Grund 2: Agieren in einem Krabbenkorb
Wie Charles L. Allen es uns in seinem Buch „The Miracle of Love“ mitteilte, brauchen Krabbenkörbe keinen Deckel. Sobald eine Krabbe an der Wand des Korbes hinaufklettern möchte, wird sie von einer anderen ergriffen und wieder herabgezogen. Ganz gleich verhält es sich, wenn in ihrem Unternehmen ein
„Wettbewerb der Geschäftsmodelle“ geschürt wird. Konflikte zwischen dem Produkt-, Service- und Digitalgeschäft werden das Wachstum nachhaltig hemmen. Daher ist es zwingend notwendig, Synergie-Effekte zu identifizieren und eine ganzheitliche intraorganisationale Strategie umzusetzen.
Grund 3: Jazz mit einem Symphonieorchester spielen
Das Symphonie-Orchester: Ein Ensemble von Spitzen-Musikern, die streng nach Vorgabe, präzise arbeiten und durch den Dirigenten geleitet werden. Nichts bleibt dem Zufall überlassen, das perfekte Klangerlebnis ist das Ziel. Ganz nach dem Vorbild von Steve Jobs geht es letztendlich um das beste Gesamtergebnis, die beste Erfahrung für den Kunden und zwar bis in kleinste Detail. Eine geeignete XaaS-Strategie muss immer kürzeren Innovationszyklen trotzen und schnell auf Markt- und Kundeneinflüsse reagieren. Sie kann nur dann erfolgreich sein, wenn sie kontinuierlich überprüf- und anpassbar ist. Genau wie eine Jazzband, die sich aus Improvisationstalenten zusammensetzt, agil und flexibel handelt sowie ihren Klang immer wieder neu erfindet, gilt es auch bezüglich der XaaS-Strategie Bestehendes kontinuierlich zu hinterfragen und sich datenbasiert, zeitnah und flexibel zu verändern. So ist es möglich, neue Anforderungen und Rahmenbedingungen zu berücksichtigen und das partizipative Geschäftsmodell stetig weiterzuentwickeln.
Grund 4: Glauben, dass der Elefant nicht tanzen kann
„Was wir tun, ist einfach zu komplex.“ So lautet die perfekte Ausrede vieler Industrieunternehmen auf die Frage, warum sie sich nicht digital transformieren und in die Welt von XaaS-Modellen eintauchen.
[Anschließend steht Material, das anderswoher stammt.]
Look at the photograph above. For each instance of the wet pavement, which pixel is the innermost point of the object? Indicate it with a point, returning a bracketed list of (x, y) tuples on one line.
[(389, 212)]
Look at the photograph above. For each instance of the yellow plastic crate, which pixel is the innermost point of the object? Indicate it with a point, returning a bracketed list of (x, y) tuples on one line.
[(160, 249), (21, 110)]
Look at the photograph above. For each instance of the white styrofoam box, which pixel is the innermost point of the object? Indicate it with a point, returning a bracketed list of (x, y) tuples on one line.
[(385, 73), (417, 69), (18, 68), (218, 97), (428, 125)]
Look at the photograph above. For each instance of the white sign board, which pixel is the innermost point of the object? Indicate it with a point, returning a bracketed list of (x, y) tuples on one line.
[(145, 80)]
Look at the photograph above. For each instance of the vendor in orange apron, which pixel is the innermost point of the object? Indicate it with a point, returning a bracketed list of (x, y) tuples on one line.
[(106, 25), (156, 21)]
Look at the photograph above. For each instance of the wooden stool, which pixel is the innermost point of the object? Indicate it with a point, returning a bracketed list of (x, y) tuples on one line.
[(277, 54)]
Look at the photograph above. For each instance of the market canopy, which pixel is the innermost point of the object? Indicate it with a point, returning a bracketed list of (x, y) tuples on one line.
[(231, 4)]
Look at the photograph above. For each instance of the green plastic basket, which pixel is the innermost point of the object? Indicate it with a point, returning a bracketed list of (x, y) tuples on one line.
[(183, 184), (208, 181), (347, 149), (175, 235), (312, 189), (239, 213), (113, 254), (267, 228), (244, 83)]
Die Komplexität erstreckt sich über den gesamten Lebenszyklus vieler Lösungen und war in den letzten Dekaden ursächlich sowohl für den Erfolg und als auch für die Trägheit des bestehenden Geschäfts. Die Unternehmen haben tausende von Produkten im Angebot, die konfiguriert, verkauft, installiert, betrieben und gewartet werden müssen. Als Folge sind verschachtelte Abteilungen entstanden, die Spezialist:innen und meist inkompatible Systeme für verschiedenste Anwendungsfälle und Produkte bereithalten. Unternehmen, die weiterhin an dieser Komplexität festhalten und davon ausgehen, dass dieser organisatorische Elefant schlicht und einfach nicht „zum Tanzen gebracht werden kann“, werden kein erfolgreiches XaaS-Geschäft etablieren. Es ist zu vermuten, dass sie die nächsten Dekaden nicht überleben. Wie schon Leonardo Da Vinci sagte: „Einfachheit ist die höchste Stufe der Vollendung“. Gleich dem damaligen Konzernchef von IBM, Lou Gerstner, der den Mut hatte, sich von starren, traditionellen Geschäftspraktiken zu trennen und so das Ruder herumzureißen, muss auch die deutsche Industrie verstehen, dass in einer Welt, in der internationale Softwareunternehmen die Branche langsam aber sicher auffressen, ein Wandel hin zu servicegetriebenen Geschäftsmodellen unausweichlich ist. Dank Gerstners Führung konzentrierte sich IBM auf IT-Services und Software, statt den trägen Konzern wie ursprünglich geplant, der Agilität willen, in kleine Teile zu zerschlagen. Mit dem Titel „Wer sagt, Elefanten können nicht tanzen?“ wurde Gerstners Strategie berühmt und ist heute so aktuell wie eh und je.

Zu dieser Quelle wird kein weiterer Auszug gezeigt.